ReproduçãoO presidente chileno Gabriel Boric: a "onda vermelha" reflui na América do Sul - mas a direita também encontra dificuldades

Que se vão todos

Insatisfação com inflação, violência e impasse entre os poderes leva latino-americanos a rejeitarem os governantes
11.05.23

A vitória de Lula em outubro de 2022, quatro meses após a conquista de Gustavo Petro na Colômbia, primeiro esquerdista a governar o país, fez analistas destacarem a chegada de uma “onda vermelha” ao continente. Além de Brasil e Colômbia, também Chile, Argentina, Bolívia e Peru haviam eleitos presidentes de esquerda, dando uma perspectiva de homogeneidade quanto à existência de uma fórmula de governo que estaria funcionando na região. No entanto, essa perspectiva não passa de uma miragem.

Entre os países que viraram à esquerda, apenas no Brasil o líder tem um saldo positivo no índice de aprovação. Há situações verdadeiramente dramáticas, que indicam não apenas perda de popularidade, mas sinalizam crises de legitimidade, como são os casos de Peru (rejeição de 77%), Argentina (69%), Chile (64%), Colômbia (61%) e Bolívia (50%). Na base da insatisfação estão a inflação, indicadores de violência e algum tipo de impasse entre os poderes.

No último domingo (7), por exemplo, a oposição chilena venceu com larga vantagem a eleição para a composição da nova Assembleia Constituinte, deixando o processo nas mãos do partido que é contra ele. Na Colômbia, Petro chegou a fazer um chamamento à população para que defendesse as reformas propostas e finalmente conseguiu aprovar um plano de ações, embora bastante desidratado em relação à versão inicial. No Brasil, Lula não conseguiu construir uma maioria e adia o envio de sua agenda ao Congresso por falta de suporte. No Peru, a presidente Dina Boluarte, que assumiu após a prisão de Pedro Castillo, se segura a duras penas.

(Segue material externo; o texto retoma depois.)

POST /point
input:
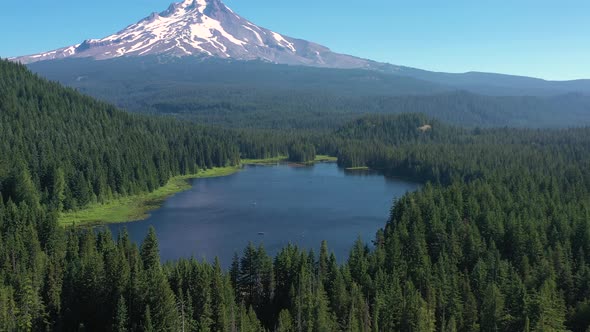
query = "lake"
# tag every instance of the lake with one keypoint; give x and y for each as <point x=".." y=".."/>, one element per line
<point x="273" y="205"/>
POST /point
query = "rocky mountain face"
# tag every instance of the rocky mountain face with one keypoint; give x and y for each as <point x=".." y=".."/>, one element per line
<point x="203" y="28"/>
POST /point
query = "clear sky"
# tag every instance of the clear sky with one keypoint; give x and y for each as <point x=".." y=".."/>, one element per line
<point x="541" y="38"/>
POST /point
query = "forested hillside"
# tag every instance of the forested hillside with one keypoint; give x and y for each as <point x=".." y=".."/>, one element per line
<point x="498" y="240"/>
<point x="263" y="95"/>
<point x="63" y="149"/>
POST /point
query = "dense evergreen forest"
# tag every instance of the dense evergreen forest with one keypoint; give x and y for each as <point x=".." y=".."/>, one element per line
<point x="262" y="95"/>
<point x="497" y="240"/>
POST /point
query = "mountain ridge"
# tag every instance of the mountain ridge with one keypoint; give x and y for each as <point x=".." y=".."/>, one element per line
<point x="203" y="28"/>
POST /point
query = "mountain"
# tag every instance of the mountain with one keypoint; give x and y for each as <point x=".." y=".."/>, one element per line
<point x="203" y="28"/>
<point x="264" y="95"/>
<point x="206" y="29"/>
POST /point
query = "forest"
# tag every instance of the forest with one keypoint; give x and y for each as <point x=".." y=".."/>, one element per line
<point x="498" y="238"/>
<point x="258" y="95"/>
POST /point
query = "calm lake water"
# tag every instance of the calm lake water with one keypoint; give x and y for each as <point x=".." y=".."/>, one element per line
<point x="273" y="205"/>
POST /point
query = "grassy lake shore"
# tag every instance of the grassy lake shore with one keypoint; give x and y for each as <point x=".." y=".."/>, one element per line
<point x="137" y="207"/>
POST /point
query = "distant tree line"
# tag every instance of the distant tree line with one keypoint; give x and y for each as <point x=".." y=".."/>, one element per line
<point x="498" y="239"/>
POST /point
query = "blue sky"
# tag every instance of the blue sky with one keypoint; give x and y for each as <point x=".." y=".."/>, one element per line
<point x="540" y="38"/>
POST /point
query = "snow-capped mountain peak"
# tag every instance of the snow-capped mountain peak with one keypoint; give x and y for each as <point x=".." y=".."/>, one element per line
<point x="204" y="28"/>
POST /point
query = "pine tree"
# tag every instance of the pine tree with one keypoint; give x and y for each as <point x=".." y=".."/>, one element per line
<point x="121" y="318"/>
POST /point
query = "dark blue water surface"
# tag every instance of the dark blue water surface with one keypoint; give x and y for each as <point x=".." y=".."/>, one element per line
<point x="273" y="205"/>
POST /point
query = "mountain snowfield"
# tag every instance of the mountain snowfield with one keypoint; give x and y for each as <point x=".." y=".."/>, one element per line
<point x="203" y="28"/>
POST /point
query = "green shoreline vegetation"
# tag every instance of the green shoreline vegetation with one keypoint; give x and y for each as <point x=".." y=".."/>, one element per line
<point x="358" y="168"/>
<point x="138" y="207"/>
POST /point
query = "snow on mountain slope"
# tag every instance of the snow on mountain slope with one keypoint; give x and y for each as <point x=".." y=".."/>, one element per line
<point x="203" y="28"/>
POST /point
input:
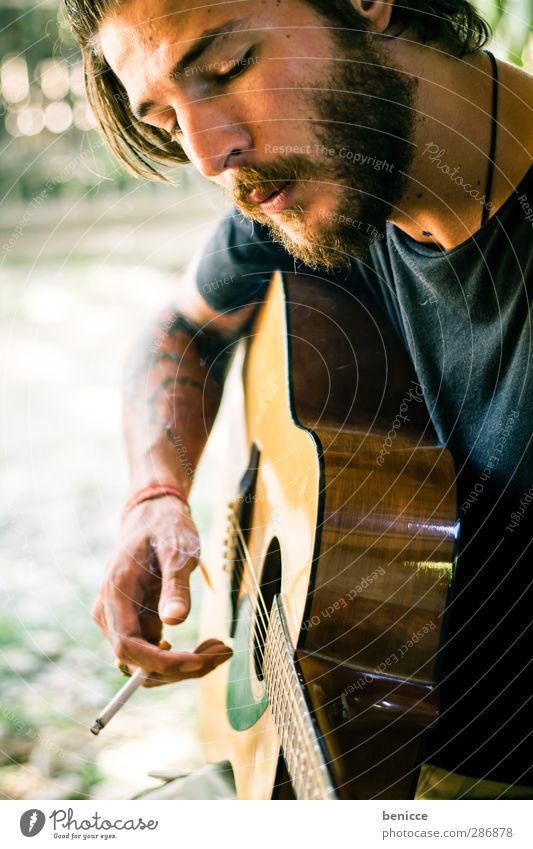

Mas as dificuldades também são enormes à direita. O Paraguai recém elegeu o economista Santiago Peña que, apesar de pertencer ao Partido Colorado, que governa o país quase ininterruptamente desde 1947, pertence a um grupo de oposição interna a Mario Benitez, que deixa o poder com 81% de rejeição. Nesta semana, o Congresso equatoriano abriu pedido de impeachment contra o ex-banqueiro Guillermo Lasso, eleito em 2021 e que é desaprovado por 85% da população. Ele tem à sua disposição o uso do artigo da “morte cruzada”, que lhe permite dissolver o parlamento ao mesmo tempo em que renuncia, convocando novas eleições gerais. Apenas o Uruguai tem um saldo positivo com uma aprovação de 45%.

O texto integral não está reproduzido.